A cyber threat landscape report for H2 2021 shows five top cybersecurity threats and details best practices for protection.
Based on data collected from incident response engagements, Accenture has produced a cyber threat intelligence report analyzing key trends affecting the cybersecurity landscape.
The report reveals key insights into five cybersecurity threats that have wreaked havoc on organizations during the second half of 2021, and industry best practices to defend against them:
- Ransomware attacks
Manufacturing, financial services, healthcare and technology remained the most targeted industries for such cyber threats.
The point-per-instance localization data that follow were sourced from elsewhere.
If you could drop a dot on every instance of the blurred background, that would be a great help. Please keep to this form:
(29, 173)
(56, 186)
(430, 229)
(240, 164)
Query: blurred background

Affiliate disputes are also on the rise, alongside a rapid evolution of cloud-related malware.
Best practice: Organizations should build zero trust principles into their security strategy, and focus on robust offsite backups, training, improved authentication, patching and response plans.
- Supply chains attacks
Moving to the cloud has meant that many organizations have increased the consequences of supply chain cyber vulnerabilities. Backdoor threats were more common, emerging as the second-most-prevalent type of malware (30%) behind ransomware (33%) in the Accenture data.
Best practice: Organizations should focus on integrating audits into DevOps cycles, updating security frameworks, threat modelling suppliers and introducing mature software supply chain programs.
- Information stealers
Such malware remain highly active, with the most utilized being Redline, Vidar, Taurus, Racoon and Azorult.
Best practice: Organizations should focus on improving protection of corporate environments, and must also be aware of the rapid rise in underground sales of ‘bots’ that enable the easy use of stolen data via a browser plug-in.
- Cloud-centricity attack vectors
Expanding cloud infrastructure creates highly scalable and reliable command-and-control infrastructure and botnets. Cloud-centric toolset threats are also escalating, such as the emergence of TeamTNT.
Best practices: Organizations should focus on auditing and testing for cloud misconfiguration, adopting an identity and access management framework and establishing multi-factor authentication.
- Vulnerability exploits
Underground markets for sale of vulnerability exploit information are growing, and cybercriminals are also beginning to capitalize on the Log4j vulnerability.
Best practices: Organizations should focus on defending network access, getting back to security basics such as regular patch management and proactive testing.